Reverse transcription-quantitative polymerase chain reaction results of three osteogenic-associated genes, RUNX2, OCN and OSX. (A) RUNX2 and (B) OSX were both upregulated in the PRF treatment groups vs. the corresponding controls. (C) OCN expression was upregulated more slowly than RUNX2 and OSX following exposure to PRF exudate. RUNX2, runt-related transcription factor 1; OCN, osteocalcin; OSX, osterix; PRF, platelet-rich; MM, mineralization-inducing medium. *P<0.05 and **P<0.01 vs. corresponding control groups.

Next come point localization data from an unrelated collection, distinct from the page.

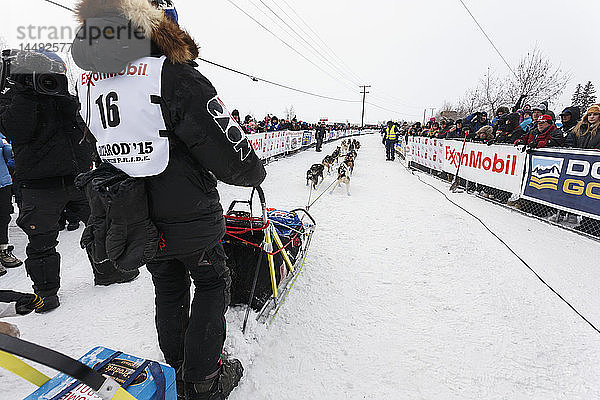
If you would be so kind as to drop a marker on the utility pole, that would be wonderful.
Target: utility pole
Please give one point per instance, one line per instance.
(364, 92)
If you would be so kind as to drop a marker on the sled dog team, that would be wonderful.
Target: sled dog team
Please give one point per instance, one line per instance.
(347, 151)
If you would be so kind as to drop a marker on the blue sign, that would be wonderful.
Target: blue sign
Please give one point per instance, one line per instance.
(565, 179)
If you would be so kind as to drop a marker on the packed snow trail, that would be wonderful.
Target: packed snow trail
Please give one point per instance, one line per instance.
(403, 296)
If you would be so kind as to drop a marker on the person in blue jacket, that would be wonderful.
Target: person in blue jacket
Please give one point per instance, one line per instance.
(7, 259)
(477, 120)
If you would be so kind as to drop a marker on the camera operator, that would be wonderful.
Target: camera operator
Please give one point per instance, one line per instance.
(40, 118)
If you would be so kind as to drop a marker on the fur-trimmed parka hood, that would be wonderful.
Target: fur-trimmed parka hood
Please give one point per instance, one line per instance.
(96, 16)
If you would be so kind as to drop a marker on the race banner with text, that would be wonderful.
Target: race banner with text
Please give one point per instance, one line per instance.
(564, 179)
(427, 152)
(270, 144)
(498, 166)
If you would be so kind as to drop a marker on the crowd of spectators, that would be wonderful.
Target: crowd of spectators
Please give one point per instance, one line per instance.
(532, 127)
(528, 128)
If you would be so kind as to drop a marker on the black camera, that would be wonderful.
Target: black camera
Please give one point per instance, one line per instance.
(45, 73)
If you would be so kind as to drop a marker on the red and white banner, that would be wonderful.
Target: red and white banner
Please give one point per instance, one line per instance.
(426, 151)
(498, 166)
(269, 144)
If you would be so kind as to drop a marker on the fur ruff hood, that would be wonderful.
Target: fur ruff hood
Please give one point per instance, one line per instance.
(175, 43)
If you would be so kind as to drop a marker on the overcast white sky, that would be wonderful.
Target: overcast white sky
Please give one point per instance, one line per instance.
(415, 54)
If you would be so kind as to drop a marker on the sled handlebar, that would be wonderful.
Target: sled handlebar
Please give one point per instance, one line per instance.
(261, 198)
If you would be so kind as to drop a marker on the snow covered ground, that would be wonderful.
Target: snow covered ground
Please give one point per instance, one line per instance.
(403, 296)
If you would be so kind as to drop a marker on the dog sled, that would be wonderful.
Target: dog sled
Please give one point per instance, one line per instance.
(102, 373)
(265, 253)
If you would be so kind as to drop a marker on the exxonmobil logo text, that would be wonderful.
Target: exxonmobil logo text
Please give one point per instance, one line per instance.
(477, 160)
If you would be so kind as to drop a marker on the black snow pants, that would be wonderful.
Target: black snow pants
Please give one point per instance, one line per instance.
(390, 152)
(6, 210)
(43, 201)
(319, 143)
(192, 339)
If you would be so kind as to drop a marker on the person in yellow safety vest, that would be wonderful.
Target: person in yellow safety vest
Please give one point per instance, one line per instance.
(390, 138)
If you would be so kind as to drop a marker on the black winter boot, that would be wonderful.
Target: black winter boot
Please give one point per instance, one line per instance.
(50, 303)
(219, 387)
(29, 302)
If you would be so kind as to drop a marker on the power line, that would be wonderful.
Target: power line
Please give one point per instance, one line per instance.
(488, 38)
(281, 40)
(392, 111)
(283, 29)
(256, 79)
(331, 64)
(322, 41)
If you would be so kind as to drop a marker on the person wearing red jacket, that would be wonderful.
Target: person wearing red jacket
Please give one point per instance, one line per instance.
(541, 136)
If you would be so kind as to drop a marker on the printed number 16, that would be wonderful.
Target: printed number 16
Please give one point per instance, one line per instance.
(114, 119)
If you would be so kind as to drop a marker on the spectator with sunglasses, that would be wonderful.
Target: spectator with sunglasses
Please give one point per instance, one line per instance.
(542, 135)
(585, 134)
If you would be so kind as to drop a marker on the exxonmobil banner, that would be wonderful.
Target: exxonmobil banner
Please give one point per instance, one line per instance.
(497, 166)
(427, 152)
(269, 144)
(565, 179)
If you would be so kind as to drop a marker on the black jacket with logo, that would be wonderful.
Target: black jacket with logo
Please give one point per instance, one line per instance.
(206, 144)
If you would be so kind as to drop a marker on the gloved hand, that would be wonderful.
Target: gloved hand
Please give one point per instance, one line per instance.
(27, 303)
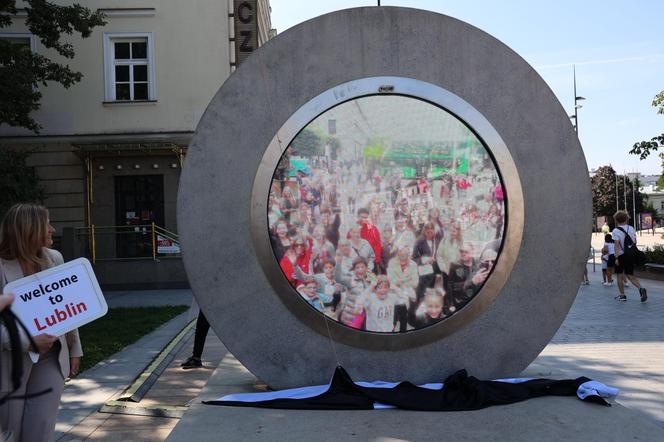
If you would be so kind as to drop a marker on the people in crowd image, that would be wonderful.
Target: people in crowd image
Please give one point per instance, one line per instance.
(383, 246)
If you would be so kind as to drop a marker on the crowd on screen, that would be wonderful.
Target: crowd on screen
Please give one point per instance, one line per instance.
(380, 252)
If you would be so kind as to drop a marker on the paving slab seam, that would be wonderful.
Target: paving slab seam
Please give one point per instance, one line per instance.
(84, 396)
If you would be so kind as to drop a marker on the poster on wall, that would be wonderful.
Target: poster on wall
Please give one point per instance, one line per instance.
(167, 246)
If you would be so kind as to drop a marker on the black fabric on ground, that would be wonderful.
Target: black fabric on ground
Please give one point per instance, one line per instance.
(460, 393)
(343, 394)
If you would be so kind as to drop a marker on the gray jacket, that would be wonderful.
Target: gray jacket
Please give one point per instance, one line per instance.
(70, 344)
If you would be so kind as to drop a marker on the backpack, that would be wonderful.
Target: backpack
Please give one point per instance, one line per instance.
(631, 251)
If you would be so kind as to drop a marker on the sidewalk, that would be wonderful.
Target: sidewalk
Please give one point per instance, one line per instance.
(84, 395)
(621, 344)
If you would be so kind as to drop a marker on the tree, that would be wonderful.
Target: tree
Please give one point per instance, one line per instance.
(18, 181)
(22, 71)
(603, 185)
(604, 189)
(645, 148)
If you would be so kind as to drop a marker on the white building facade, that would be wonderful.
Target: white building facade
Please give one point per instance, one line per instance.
(111, 147)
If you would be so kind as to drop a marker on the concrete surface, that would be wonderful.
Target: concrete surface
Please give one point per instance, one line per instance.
(317, 56)
(621, 344)
(84, 395)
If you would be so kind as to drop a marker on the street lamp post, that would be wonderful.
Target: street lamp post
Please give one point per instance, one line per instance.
(577, 106)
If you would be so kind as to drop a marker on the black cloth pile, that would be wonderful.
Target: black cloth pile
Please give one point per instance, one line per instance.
(460, 392)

Western blotting was performed to examine the effect of PRF exudate on hPDLC differentiation and confirm the qPCR results. Cells were cultured in four varied media for 3, 5, or 7 days. As demonstrated in Fig. 7A and B, compared with the control group and the MM group, the protein levels of RUNX2 were upregulated in the E1-treated group and the MM + E1-treated group at different time points.

Figure 7.

Figure 7.

Protein expression of RUNX2 following treatment with various culture conditions for 3, 5, or 7 days. (A) Representative image and (B) semi-quantification of protein levels of RUNX2 detected via western blotting. β-actin was used to monitor equal protein loading. PRF, platelet-rich; MM, mineralization-inducing medium; CON, control. *P<0.05 and **P<0.01 vs. corresponding control groups.

Discussion

PRF has been described as a second-generation platelet concentrate, since it is produced naturally without using an anticoagulant. Platelet-rich plasma contains various growth factors, coagulation factors, adhesion molecules, cell factors, chemokines and binding elements (20). When the platelets are activated, the α granules release a large variety of growth factors (21) that promote the proliferation and differentiation of mesenchymal stem cells (22). The PRF clot forms an active fibrin matrix with a complex three-dimensional architecture, in which most of the platelets and leukocytes are trapped. Compared with platelet-rich plasma, PRF obtained by means of Choukroun's protocol does not decompose quickly following application; instead, the active PRF membrane is slowly remodeled in a similar way to a natural blood clot, and releases large amounts of factors and other matrix glycoproteins for at least 7 days.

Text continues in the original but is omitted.